The Canadian ethanol industry is substantially smaller than the U.S. industry. Current production capacity is around 240 million litres per year, or about 3% of current U.S. production capacity. This includes fuel ethanol as well as ethanol used for industrial purposes.
|Pound-Maker Agventures Ltd.||Lanigan, SK||12 m litres||Wheat-partnered with a feedlot|
|API Grain Processors||Red Deer, AB||26 m litres||Wheat-fractionation with power co-generation|
|Mohawk Oil||Minnedosa, MB||10 m litres||Wheat|
|Commercial Alcohols Inc.||Tiverton, ON Chatham, ON||23 m litres 150 m litres||
|Tembec||Temiscaming, QC||17 m litres||Forestry-based residue food and industrial uses|
|Seaway Valley Farmer's Energy Co-operative Inc.||Cornwall, ON||66 m litres||Corn-production is expected to start toward the end of 2002|
|Commercial Alcohols, Inc.||Varennes, Qué. Chatham, Ont.||150 m litres 150 m litres||
Corn-expansion to 300 m litres total production
The Canadian ethanol industry is fairly concentrated in Ontario. Roughly 75% of the total production capacity is located in that province and is owned by Commercial Alcohols Inc. In addition, Ottawa's Iogen Corporation is Canada's leader in enzyme research and has plans to build a pilot plant to test its enzymatic cellulose feedstock conversion technology. The Seaway Valley Farmer's Energy Co-operative, Canada's only co-operatively owned ethanol production facility, is also located in Ontario. It is expected to begin producing ethanol from corn by the end of 2002.
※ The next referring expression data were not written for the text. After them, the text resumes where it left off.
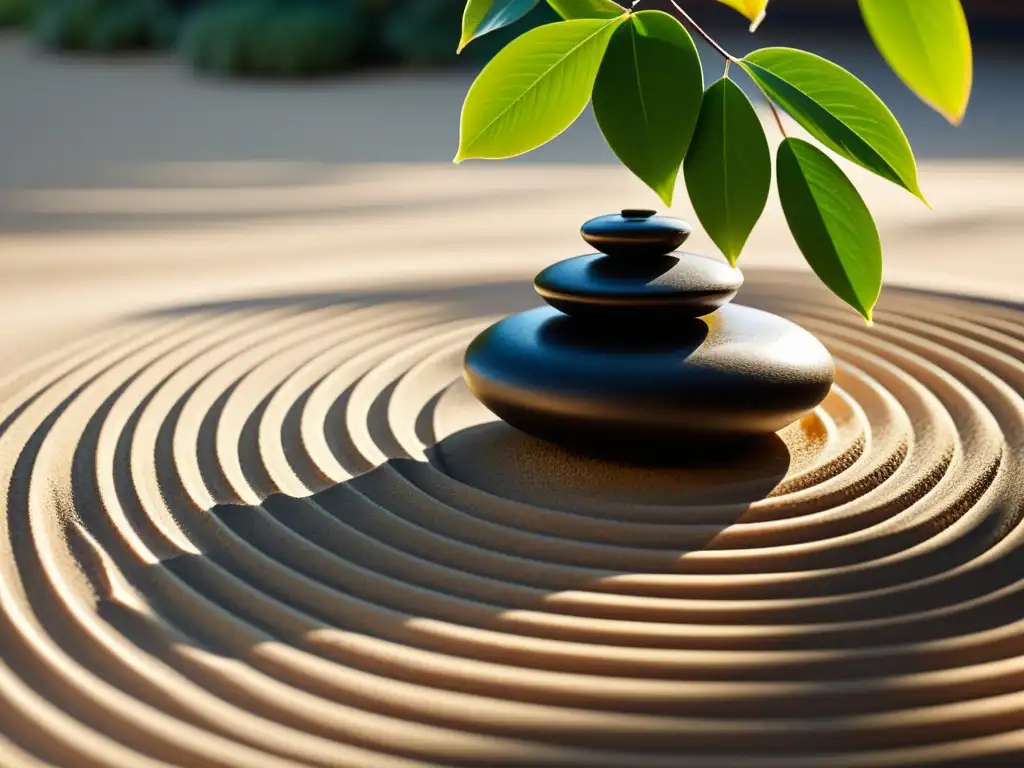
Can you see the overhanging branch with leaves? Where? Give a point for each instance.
(643, 73)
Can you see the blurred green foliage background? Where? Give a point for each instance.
(262, 38)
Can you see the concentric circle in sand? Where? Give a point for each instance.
(283, 534)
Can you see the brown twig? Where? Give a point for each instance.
(696, 28)
(778, 118)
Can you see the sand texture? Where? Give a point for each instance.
(284, 534)
(250, 517)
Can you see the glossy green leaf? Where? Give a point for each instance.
(481, 16)
(928, 44)
(587, 8)
(728, 168)
(647, 97)
(830, 223)
(753, 9)
(838, 110)
(534, 89)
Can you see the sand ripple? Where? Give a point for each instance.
(283, 534)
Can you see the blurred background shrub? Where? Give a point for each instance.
(16, 12)
(275, 38)
(303, 38)
(104, 26)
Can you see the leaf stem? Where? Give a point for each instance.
(778, 118)
(696, 28)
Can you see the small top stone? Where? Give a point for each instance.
(656, 288)
(636, 232)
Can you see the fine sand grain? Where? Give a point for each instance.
(250, 516)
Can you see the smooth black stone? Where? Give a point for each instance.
(739, 373)
(635, 233)
(677, 285)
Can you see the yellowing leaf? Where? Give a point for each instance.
(753, 9)
(928, 44)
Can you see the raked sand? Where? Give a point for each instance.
(251, 516)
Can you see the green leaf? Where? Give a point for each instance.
(928, 44)
(647, 97)
(830, 223)
(534, 89)
(838, 110)
(482, 16)
(728, 168)
(587, 8)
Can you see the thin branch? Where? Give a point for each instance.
(696, 28)
(778, 119)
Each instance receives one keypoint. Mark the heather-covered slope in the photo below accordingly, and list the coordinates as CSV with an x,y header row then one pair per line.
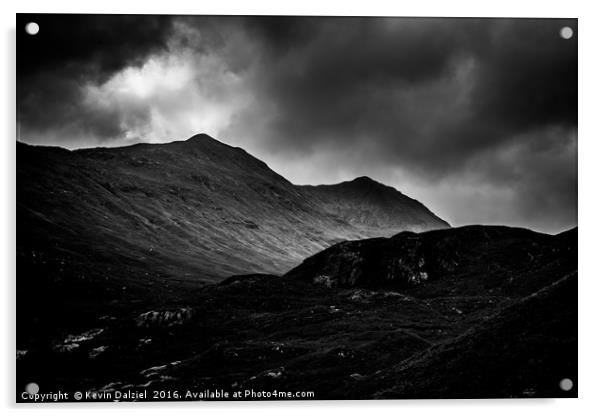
x,y
500,324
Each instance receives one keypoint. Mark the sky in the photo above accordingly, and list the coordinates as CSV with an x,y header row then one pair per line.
x,y
475,118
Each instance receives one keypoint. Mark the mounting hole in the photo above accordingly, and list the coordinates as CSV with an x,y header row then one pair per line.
x,y
32,388
566,384
566,32
32,28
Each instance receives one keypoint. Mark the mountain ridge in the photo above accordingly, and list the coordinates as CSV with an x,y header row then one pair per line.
x,y
198,205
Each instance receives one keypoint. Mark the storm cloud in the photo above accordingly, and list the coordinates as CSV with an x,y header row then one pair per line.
x,y
476,118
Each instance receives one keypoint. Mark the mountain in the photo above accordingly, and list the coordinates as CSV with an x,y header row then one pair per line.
x,y
495,317
470,260
198,209
374,208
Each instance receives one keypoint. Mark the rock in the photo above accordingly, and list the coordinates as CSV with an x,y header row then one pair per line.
x,y
165,318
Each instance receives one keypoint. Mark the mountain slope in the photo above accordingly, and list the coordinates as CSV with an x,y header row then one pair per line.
x,y
196,208
374,208
470,260
500,324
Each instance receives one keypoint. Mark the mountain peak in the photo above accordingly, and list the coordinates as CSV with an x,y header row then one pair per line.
x,y
200,137
364,180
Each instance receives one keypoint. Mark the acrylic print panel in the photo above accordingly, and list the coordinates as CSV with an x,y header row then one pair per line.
x,y
295,208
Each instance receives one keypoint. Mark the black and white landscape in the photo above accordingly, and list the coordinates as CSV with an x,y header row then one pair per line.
x,y
430,253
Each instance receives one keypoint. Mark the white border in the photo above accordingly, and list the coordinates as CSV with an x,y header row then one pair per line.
x,y
590,202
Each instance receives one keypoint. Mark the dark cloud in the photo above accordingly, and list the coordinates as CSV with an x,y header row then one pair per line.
x,y
473,116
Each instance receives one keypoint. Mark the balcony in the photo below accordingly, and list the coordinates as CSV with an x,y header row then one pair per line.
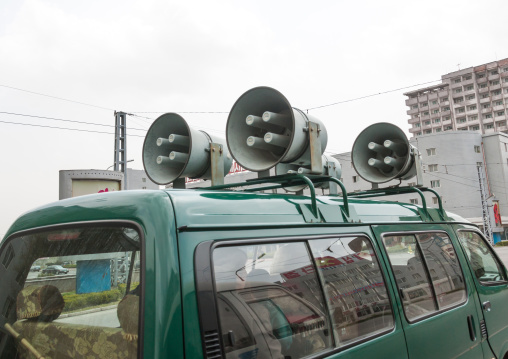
x,y
411,101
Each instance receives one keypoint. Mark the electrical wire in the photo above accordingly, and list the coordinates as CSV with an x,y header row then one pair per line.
x,y
63,128
56,97
59,119
371,95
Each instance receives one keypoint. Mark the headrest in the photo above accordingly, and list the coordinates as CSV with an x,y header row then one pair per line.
x,y
42,302
128,312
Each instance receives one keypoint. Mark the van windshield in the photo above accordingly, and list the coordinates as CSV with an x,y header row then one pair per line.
x,y
71,293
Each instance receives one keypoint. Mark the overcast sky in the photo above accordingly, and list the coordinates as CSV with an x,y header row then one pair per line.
x,y
149,56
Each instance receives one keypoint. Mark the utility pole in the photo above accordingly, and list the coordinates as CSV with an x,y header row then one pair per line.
x,y
120,163
487,229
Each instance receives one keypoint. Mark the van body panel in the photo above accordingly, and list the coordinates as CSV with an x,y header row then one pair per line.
x,y
496,316
446,331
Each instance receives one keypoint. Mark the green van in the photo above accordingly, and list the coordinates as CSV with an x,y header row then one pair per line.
x,y
246,270
235,274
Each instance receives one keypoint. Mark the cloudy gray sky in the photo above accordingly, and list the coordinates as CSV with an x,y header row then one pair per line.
x,y
192,56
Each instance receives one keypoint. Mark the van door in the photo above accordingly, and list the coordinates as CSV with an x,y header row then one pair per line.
x,y
490,278
435,298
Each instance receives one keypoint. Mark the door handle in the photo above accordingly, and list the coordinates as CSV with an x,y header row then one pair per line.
x,y
486,306
472,336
Western Canada is home to three ethanol production facilities, one in each of the prairie provinces. The three plants make up roughly 20% of Canada's current production capacity. Both Saskatchewan and Manitoba are planning to expand ethanol production, but it is too early to tell what the new production capacity will be or how the industries will be structured.
Unlike the U.S., Canada has no federal policy regarding renewable fuel usage, oxygenated fuels, or ethanol production. Incentives are typically provided by provincial governments, and vary from province to province. The Saskatchewan government has passed legislation that will allow for the mandated use of 10% ethanol blended gasoline across the province. It is only the second jurisdiction in North America, behind Minnesota, to pass legislation that allows the governement to mandate the use of ethanol blended gasoline.
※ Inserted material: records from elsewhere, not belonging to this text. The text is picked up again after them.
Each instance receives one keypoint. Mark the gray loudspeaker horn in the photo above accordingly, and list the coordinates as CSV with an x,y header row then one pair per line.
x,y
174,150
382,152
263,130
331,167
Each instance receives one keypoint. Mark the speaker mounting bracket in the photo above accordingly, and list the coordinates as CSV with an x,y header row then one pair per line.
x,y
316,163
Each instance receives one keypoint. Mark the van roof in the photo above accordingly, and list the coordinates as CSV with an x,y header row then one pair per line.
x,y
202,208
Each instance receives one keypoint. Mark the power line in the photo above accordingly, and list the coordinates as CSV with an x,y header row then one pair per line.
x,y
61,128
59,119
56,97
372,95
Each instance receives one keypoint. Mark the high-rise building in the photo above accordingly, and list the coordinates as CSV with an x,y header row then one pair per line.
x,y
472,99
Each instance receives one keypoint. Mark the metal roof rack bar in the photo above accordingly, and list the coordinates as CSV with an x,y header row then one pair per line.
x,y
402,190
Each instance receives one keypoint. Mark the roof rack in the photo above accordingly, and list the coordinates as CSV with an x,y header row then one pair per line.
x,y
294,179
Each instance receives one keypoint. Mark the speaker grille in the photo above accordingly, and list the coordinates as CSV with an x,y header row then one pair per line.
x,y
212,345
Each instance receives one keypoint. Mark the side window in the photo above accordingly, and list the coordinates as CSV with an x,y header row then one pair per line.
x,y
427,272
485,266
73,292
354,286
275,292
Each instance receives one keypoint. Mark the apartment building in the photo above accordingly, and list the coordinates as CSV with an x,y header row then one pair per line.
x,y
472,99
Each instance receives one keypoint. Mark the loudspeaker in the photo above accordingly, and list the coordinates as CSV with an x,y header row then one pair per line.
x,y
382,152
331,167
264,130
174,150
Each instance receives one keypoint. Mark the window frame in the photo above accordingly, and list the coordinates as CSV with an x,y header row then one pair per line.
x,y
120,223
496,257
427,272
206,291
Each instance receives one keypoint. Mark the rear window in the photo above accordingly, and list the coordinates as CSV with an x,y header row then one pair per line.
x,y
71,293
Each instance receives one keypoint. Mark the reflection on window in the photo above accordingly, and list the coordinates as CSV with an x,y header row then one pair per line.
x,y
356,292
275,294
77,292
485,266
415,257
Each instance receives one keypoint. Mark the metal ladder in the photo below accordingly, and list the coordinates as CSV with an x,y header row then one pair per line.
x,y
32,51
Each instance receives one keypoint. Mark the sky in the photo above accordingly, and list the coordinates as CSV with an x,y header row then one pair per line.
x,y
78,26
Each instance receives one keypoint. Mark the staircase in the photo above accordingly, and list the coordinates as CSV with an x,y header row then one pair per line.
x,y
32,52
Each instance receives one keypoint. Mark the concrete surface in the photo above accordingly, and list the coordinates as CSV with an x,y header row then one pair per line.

Both Saskatchewan and Manitoba are considering substantial expansion of their respective ethanol industries. As evidenced by the development of the U.S. industry, ethanol production can become an integral part of the agricultural sector and rural economies. In that respect, an expanded ethanol industry is seen by many to an important opportunity for the prairie provinces to bolster a struggling agricultural sector. Ontario corn farmers already view ethanol production as an opportunity for local economic development, illustrated by the formation of the Seaway Valley Farmer's Energy Co-operative.
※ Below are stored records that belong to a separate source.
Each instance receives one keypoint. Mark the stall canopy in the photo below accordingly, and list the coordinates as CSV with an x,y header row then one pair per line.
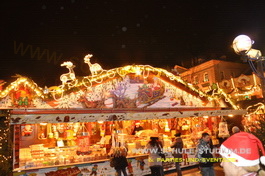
x,y
133,92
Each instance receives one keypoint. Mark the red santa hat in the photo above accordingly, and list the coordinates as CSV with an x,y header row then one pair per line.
x,y
243,149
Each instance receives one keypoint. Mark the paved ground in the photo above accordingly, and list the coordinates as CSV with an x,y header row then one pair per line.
x,y
195,172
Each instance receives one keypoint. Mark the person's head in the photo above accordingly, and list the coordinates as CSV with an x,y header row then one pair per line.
x,y
235,129
177,135
241,154
206,137
153,138
117,152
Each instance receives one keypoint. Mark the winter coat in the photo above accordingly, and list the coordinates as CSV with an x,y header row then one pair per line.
x,y
204,151
178,146
153,159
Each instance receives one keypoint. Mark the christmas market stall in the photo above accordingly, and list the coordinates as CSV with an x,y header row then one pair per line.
x,y
70,129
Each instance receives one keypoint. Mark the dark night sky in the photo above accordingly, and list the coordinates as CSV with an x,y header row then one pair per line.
x,y
160,33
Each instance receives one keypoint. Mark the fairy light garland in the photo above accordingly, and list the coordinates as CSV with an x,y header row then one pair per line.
x,y
89,81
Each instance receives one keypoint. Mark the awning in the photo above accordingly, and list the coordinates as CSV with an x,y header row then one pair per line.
x,y
33,116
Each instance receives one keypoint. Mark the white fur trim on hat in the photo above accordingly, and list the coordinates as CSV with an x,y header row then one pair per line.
x,y
236,159
262,160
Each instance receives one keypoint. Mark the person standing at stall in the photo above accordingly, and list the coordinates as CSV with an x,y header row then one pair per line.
x,y
154,159
177,153
137,128
204,151
119,161
243,155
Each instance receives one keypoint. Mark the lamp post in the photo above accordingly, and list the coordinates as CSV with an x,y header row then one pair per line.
x,y
242,45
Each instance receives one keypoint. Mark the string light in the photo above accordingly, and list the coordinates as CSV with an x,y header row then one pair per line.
x,y
90,81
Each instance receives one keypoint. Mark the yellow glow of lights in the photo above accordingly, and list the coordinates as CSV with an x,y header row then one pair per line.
x,y
89,81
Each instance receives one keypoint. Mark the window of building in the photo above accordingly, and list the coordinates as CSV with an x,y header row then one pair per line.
x,y
206,77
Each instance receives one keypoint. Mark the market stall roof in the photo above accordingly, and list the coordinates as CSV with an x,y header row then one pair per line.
x,y
130,92
92,115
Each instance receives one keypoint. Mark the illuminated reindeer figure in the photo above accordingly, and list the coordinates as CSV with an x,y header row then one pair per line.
x,y
68,78
94,68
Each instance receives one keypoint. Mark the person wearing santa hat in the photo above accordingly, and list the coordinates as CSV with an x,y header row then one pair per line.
x,y
241,155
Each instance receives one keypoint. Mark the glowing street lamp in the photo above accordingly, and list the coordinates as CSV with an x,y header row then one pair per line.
x,y
242,45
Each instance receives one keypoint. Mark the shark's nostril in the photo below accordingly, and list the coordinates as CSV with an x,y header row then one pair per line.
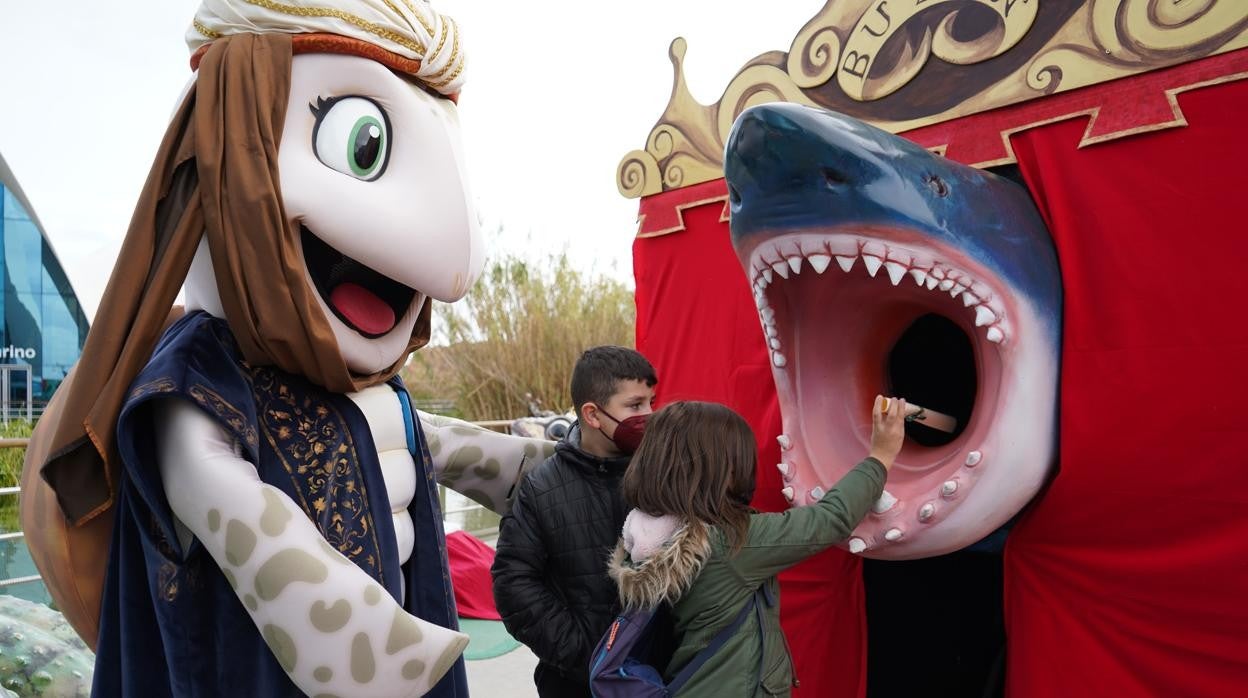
x,y
937,185
835,179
Energy security seems to be less of an issue in Canada than in the U.S., although the concerns surrounding energy supplies apply to both nations. This could be due to the lack of a national policy regarding renewable fuels in Canada. Because there is no national funding program for ethanol in Canada, there is no opposition to federal ethanol "subsidies". The U.S. federal government seems to be putting more emphasis on renewable energy, and has extended the ethanol program to 2007. Energy security is one of the many issues that are being raised to maintain support for renewable energy subsidies. If the Canadian government develops a national renewable energy program, perhaps energy security and ethanol production will become linked issues here as well.